French's sent a few mustard doughnuts for The Takeout to try, and everyone at the office approached the pastries with a healthy dose of caution. But not me. I ran into the break room with my arms flailing, ready to tackle this doughnut with reckless abandon.

The doughnut is a cheerful yellow color, and if you didn't know what that color was trying to tell you about its flavor, you'd probably think it was a citrus-based offering. Too bad for you.

The pastry itself was a little thick and bready, but that's not what we were here to judge. We were here for the mustard. And boy, was it present.

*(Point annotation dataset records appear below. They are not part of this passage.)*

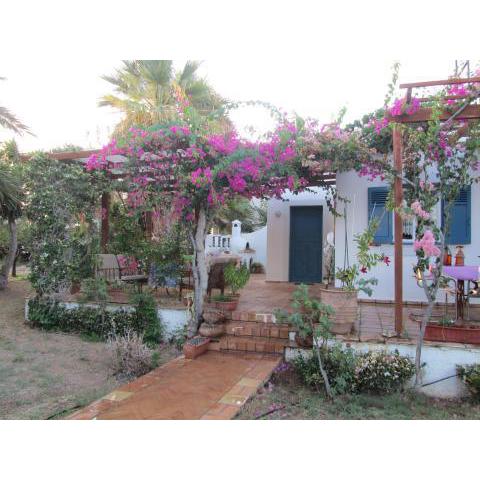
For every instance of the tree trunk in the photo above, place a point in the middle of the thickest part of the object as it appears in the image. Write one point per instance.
(12, 251)
(199, 270)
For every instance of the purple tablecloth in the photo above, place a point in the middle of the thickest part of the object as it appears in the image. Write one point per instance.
(463, 273)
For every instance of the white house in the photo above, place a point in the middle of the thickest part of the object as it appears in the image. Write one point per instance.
(297, 228)
(298, 225)
(367, 198)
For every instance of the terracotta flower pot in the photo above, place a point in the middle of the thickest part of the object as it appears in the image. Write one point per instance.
(211, 330)
(454, 334)
(227, 305)
(213, 316)
(195, 347)
(345, 305)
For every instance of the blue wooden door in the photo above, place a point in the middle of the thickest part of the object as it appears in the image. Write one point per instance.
(306, 244)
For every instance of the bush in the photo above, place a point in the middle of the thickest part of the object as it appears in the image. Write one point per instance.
(339, 364)
(236, 277)
(130, 356)
(49, 314)
(382, 372)
(470, 375)
(350, 372)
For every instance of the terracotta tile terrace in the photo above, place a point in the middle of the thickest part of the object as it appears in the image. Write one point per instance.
(375, 320)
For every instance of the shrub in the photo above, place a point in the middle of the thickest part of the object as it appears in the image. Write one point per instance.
(350, 372)
(470, 375)
(94, 290)
(49, 314)
(339, 364)
(130, 356)
(146, 311)
(257, 267)
(382, 372)
(236, 277)
(179, 337)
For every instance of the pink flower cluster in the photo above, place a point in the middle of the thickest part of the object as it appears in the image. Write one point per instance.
(419, 211)
(427, 244)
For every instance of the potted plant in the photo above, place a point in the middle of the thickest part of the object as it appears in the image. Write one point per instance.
(225, 303)
(344, 300)
(309, 315)
(196, 346)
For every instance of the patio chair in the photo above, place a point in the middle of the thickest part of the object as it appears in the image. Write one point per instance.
(109, 268)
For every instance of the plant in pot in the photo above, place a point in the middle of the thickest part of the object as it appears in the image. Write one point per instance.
(345, 299)
(196, 346)
(235, 278)
(309, 314)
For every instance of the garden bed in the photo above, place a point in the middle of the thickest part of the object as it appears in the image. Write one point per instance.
(286, 398)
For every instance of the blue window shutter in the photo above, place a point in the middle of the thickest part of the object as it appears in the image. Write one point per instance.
(459, 225)
(377, 200)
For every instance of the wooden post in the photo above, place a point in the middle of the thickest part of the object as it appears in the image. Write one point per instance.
(398, 229)
(105, 220)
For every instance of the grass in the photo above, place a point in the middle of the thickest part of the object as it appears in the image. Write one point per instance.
(50, 374)
(288, 399)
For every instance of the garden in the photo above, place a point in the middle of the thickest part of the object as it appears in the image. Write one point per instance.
(170, 174)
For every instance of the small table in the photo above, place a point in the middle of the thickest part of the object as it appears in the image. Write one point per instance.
(469, 273)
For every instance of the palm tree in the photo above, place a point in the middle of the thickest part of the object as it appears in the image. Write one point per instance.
(10, 209)
(151, 91)
(9, 121)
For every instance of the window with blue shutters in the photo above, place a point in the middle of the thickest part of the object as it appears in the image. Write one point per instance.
(377, 200)
(459, 223)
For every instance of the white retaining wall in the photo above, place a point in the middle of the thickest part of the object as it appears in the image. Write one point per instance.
(441, 362)
(171, 318)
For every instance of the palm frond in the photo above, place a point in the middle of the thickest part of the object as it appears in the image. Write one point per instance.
(9, 121)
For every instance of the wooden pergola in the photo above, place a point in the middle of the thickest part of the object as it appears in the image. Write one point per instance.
(466, 112)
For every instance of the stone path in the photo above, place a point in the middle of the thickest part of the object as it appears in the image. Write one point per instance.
(214, 386)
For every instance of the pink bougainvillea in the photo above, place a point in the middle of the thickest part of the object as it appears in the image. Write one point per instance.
(427, 244)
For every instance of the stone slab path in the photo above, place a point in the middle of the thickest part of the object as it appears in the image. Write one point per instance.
(214, 386)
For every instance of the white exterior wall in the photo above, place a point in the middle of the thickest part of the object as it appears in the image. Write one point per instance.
(355, 188)
(278, 226)
(237, 241)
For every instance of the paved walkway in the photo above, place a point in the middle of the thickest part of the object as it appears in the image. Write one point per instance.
(214, 386)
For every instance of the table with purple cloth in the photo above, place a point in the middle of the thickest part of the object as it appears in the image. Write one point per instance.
(469, 273)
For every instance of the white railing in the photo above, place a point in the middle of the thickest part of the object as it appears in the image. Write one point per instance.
(218, 242)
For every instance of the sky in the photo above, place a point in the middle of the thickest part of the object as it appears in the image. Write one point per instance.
(61, 104)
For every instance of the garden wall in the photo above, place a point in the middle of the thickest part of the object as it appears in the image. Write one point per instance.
(171, 318)
(441, 362)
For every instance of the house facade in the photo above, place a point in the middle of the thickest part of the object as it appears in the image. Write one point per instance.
(298, 226)
(367, 199)
(297, 230)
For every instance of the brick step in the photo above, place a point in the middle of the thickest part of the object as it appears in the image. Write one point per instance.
(244, 316)
(257, 329)
(253, 344)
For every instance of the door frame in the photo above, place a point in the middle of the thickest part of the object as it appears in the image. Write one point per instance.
(292, 239)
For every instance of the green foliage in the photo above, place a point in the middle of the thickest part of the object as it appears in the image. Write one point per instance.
(146, 310)
(236, 277)
(94, 290)
(49, 314)
(350, 372)
(310, 316)
(350, 276)
(470, 375)
(61, 207)
(339, 364)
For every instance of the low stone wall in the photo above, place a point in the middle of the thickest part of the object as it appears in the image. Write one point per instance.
(439, 374)
(171, 318)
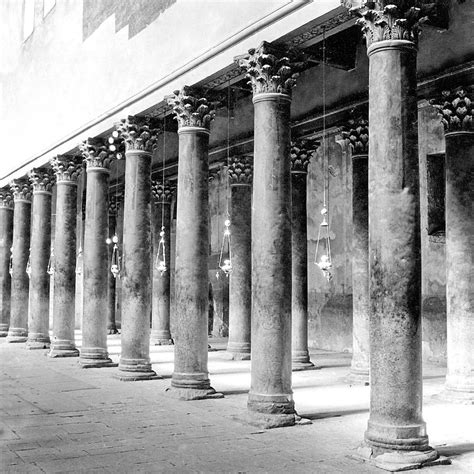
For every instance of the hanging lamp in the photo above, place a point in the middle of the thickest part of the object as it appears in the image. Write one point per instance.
(225, 256)
(322, 257)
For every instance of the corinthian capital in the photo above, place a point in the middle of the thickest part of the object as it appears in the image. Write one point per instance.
(66, 168)
(162, 193)
(96, 153)
(41, 179)
(6, 198)
(138, 133)
(190, 108)
(269, 69)
(240, 170)
(455, 109)
(389, 19)
(21, 190)
(357, 132)
(301, 152)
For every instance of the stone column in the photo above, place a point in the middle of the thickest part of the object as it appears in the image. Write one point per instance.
(95, 265)
(67, 171)
(6, 240)
(240, 285)
(114, 204)
(396, 433)
(300, 154)
(190, 378)
(161, 217)
(38, 306)
(456, 110)
(270, 401)
(357, 133)
(18, 330)
(140, 140)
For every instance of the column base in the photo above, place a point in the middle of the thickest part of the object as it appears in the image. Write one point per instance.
(132, 370)
(38, 341)
(63, 348)
(395, 461)
(195, 386)
(17, 335)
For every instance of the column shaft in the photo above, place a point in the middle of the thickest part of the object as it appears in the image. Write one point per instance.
(299, 268)
(459, 266)
(270, 396)
(360, 269)
(63, 344)
(134, 361)
(394, 247)
(240, 284)
(94, 320)
(38, 310)
(160, 320)
(6, 240)
(18, 331)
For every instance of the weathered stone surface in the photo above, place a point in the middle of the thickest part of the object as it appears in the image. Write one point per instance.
(6, 240)
(18, 330)
(240, 280)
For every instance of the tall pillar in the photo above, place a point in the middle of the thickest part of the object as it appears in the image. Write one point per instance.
(140, 140)
(357, 133)
(93, 351)
(67, 171)
(190, 378)
(6, 240)
(396, 433)
(114, 204)
(18, 330)
(300, 154)
(161, 217)
(240, 284)
(456, 110)
(270, 401)
(42, 181)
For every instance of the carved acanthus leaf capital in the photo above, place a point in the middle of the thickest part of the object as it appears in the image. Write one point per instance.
(270, 70)
(357, 132)
(96, 153)
(21, 189)
(389, 19)
(162, 193)
(455, 109)
(6, 198)
(41, 179)
(138, 133)
(66, 168)
(240, 170)
(301, 152)
(191, 109)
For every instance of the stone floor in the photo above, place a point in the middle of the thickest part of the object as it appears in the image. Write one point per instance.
(57, 417)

Mustard, it should be said, is having a moment. We recently tasted Van Leeuwen's Grey Poupon ice cream, which was sadly a little muted in the Dijon department. After being disappointed by this mustardy dessert, we were looking for a novelty item that wasn't afraid to show its vinegary side. The French's mustard doughnut was certainly unafraid.

The sharp yellow mustard flavor cut straight through the carby doughnut, comprising the dominant flavor of each bite. The icing, however, was somehow still as sweet as the glaze on any doughnut you're familiar with—and this is where things come to a head.

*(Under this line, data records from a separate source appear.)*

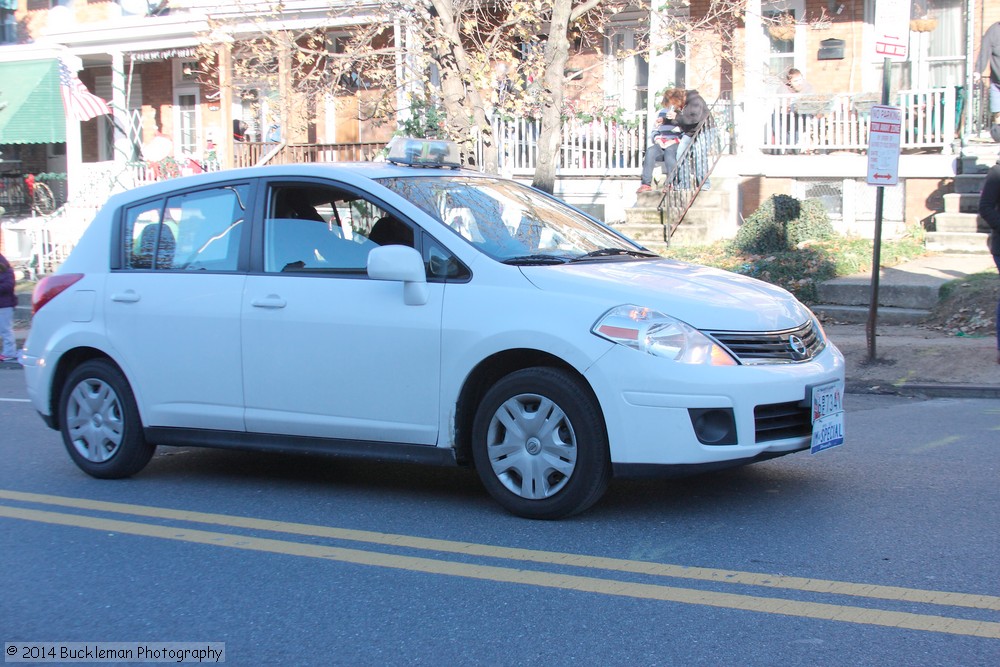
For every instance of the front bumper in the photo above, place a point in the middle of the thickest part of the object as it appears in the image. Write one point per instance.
(648, 402)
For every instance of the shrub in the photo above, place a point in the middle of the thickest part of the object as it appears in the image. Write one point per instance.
(781, 223)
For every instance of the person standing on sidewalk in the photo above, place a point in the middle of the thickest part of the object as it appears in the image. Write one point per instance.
(8, 348)
(989, 209)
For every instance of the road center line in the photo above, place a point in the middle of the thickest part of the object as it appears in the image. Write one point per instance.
(528, 555)
(778, 606)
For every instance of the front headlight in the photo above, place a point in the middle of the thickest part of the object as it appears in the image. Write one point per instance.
(653, 332)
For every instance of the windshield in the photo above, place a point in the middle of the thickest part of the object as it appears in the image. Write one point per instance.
(511, 222)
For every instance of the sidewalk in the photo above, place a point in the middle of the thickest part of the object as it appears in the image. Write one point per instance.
(912, 359)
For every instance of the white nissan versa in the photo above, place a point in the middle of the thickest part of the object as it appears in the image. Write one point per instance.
(413, 311)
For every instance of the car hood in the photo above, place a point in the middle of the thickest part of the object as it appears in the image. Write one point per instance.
(705, 298)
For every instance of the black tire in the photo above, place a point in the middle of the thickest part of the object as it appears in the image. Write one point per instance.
(100, 422)
(564, 452)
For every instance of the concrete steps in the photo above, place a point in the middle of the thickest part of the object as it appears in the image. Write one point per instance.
(710, 207)
(959, 229)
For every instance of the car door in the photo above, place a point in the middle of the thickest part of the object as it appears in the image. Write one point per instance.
(328, 352)
(173, 306)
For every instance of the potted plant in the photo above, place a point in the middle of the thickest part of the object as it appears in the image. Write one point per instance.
(923, 20)
(782, 28)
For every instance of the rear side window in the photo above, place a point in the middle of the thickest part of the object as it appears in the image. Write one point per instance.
(197, 231)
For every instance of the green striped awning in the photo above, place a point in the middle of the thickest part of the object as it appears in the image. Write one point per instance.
(32, 109)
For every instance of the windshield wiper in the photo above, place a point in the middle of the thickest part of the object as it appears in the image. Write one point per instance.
(536, 259)
(613, 252)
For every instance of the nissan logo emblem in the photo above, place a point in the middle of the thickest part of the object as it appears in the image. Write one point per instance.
(798, 347)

How does the French’s mustard doughnut taste?

I can't for the life of me tell if it was good. I can definitively say that it wasn't actively bad, which is a positive turn of events. But it's not often I become this flabbergasted by anything I've eaten. Usually, it's easy to tell where I fall: I either want more of something or I don't want it at all. In this case, it's like half of me wanted to break off another big chunk, and the other half of me told me to leave the thing alone forever.


My coworker from The Onion tasted a small morsel, and as soon as she began to chew it, her eyes opened really wide. I watched as a range of emotions flashed across her face.

"It tastes like a hot dog doughnut," she said. When I asked if she liked it, she replied, "I wouldn't eat this again." Fair enough.

"I'm... kind of disgusted by that," said another coworker after some thought, filling a glass of water to cleanse his palate.

The Takeout's managing editor Marnie Shure had thoughts on the mustard doughnut, too, and while hers were a bit more excited, they were just as inconclusive as mine.

"It's honestly a little thrilling that they weren't afraid to go for it with the mustard flavor," Shure said. "I'm surprised and impressed that it both smells and tastes like mustard—and that those flavors align with the sweetness of the doughnut somehow. Like, the vinegar flavor makes a turn toward sweet instead of sour."


Some people ended up spitting out their sample, while some people complimented it—but no one was reaching for another helping. Is a food considered "divisive" if even the positive reviews aren't quite sure they're actually positive? I found more questions in my soul than answers, with no firm conclusion. I'll be thinking about this mustard doughnut for a long time. Hopefully everyone else who tastes it is similarly cursed to ponder its existence, on into infinity.